Der Ökonom gibt sich siegesbewusst. Es werde einen radikalen Umbau in Griechenland geben, so sein erklärtes Ziel. "Wir brauchen eine Atempause, die Schulden können sowieso nicht bedient werden, einfach weil sie zu hoch sind." Mittlerweile ist liegt der Schuldenberg bei über 180 % der jährlichen Wirtschaftsleistung. Paraskevopoulos fordert stattdessen, wie er es nennt, "ein Schnellprogramm zur Wiederbelebung der Wirtschaft". Der Mindestlohn soll von jetzt 560 auf mindestens 700 Euro angehoben, Kleinunternehmern Zahlungsaufschub gewährt und Banken verstaatlicht werden.

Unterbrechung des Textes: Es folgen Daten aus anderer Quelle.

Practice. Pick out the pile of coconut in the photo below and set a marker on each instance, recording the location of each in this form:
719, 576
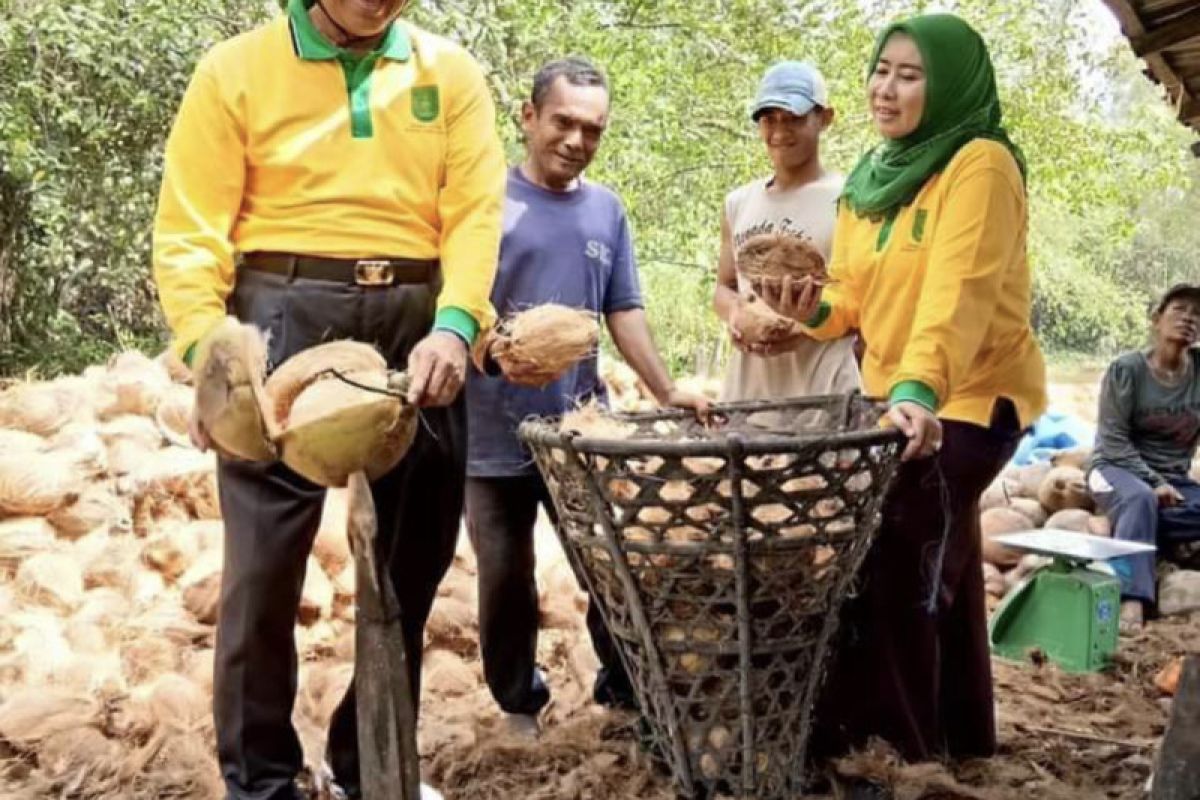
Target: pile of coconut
111, 555
1048, 494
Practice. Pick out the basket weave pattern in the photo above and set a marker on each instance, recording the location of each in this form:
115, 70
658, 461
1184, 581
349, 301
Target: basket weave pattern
719, 559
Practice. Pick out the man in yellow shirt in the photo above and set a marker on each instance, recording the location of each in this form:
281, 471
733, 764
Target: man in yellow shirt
333, 174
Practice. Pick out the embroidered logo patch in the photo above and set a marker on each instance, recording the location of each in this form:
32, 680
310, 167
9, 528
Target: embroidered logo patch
918, 224
426, 103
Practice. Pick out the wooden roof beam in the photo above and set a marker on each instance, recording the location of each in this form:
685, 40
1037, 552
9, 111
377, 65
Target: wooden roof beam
1157, 40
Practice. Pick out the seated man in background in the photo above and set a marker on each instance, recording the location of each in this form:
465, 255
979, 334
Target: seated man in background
1147, 432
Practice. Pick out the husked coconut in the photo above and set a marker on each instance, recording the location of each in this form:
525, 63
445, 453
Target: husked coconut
36, 483
229, 396
29, 717
22, 537
97, 507
759, 324
39, 408
1065, 487
1099, 525
52, 579
336, 428
1069, 519
777, 256
995, 522
136, 383
317, 596
538, 346
315, 364
1031, 509
173, 414
333, 545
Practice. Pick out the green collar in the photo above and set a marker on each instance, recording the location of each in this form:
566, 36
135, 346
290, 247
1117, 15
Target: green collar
312, 46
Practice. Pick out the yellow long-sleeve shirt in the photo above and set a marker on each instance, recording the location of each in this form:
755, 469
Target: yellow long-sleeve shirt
943, 302
285, 143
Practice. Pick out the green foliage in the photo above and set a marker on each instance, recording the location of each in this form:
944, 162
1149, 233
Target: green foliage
88, 90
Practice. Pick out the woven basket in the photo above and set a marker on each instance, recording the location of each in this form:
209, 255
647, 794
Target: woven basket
720, 558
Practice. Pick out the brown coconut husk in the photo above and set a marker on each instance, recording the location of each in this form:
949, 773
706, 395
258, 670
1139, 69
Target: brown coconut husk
757, 324
336, 428
37, 483
538, 346
1065, 487
595, 422
1001, 521
777, 256
231, 362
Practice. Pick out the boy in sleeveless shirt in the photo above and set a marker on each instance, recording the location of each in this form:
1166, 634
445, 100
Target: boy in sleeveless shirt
801, 199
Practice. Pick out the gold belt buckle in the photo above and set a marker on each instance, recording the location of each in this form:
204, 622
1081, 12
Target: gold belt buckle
370, 272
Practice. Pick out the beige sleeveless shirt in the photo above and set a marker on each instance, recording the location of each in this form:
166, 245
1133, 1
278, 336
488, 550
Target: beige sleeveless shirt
814, 367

Von vielen Unternehmern kommt Kritik
Doch wie realistisch sind die Versprechungen? Das Wachstumsprogramm von Syriza soll vor allem mit höheren Steuern finanziert werden. Viele griechische Unternehmer sehen die Pläne der Sozialisten kritisch. Wie der Druckereibesitzer Kostantinos Diplaris. Vor fast fünfzig Jahren wurde die Firma von seinem Vater gegründet, er übernahm das Familienunternehmen 1998. Seitdem hat er schon so einiges miterlebt. Kurz vor der Wirtschaftskrise hat er in eine neue Produktion investiert und dann brach die Nachfrage ein. Die Druckerei stellt Verpackungen zum Beispiel für Bäckereien, Imbisse und Restaurants her.
Früher hätten die Kunden aufwändige und personalisierte Designs bestellt - jetzt ordern sie nur noch die billigsten Produkte. Noch musste er niemanden seiner 50 Mitarbeiter entlassen, aber Steuererhöhungen kann der Firmenchef im Moment am wenigsten gebrauchen. "Was wir wollen, ist vor allem Stabilität. Die Unternehmen habe nach sechs Jahren Rezession ihr Limit erreicht. Immer und immer wieder wurden die Steuern erhöht. Aber was wir brauchen, ist Liquidität."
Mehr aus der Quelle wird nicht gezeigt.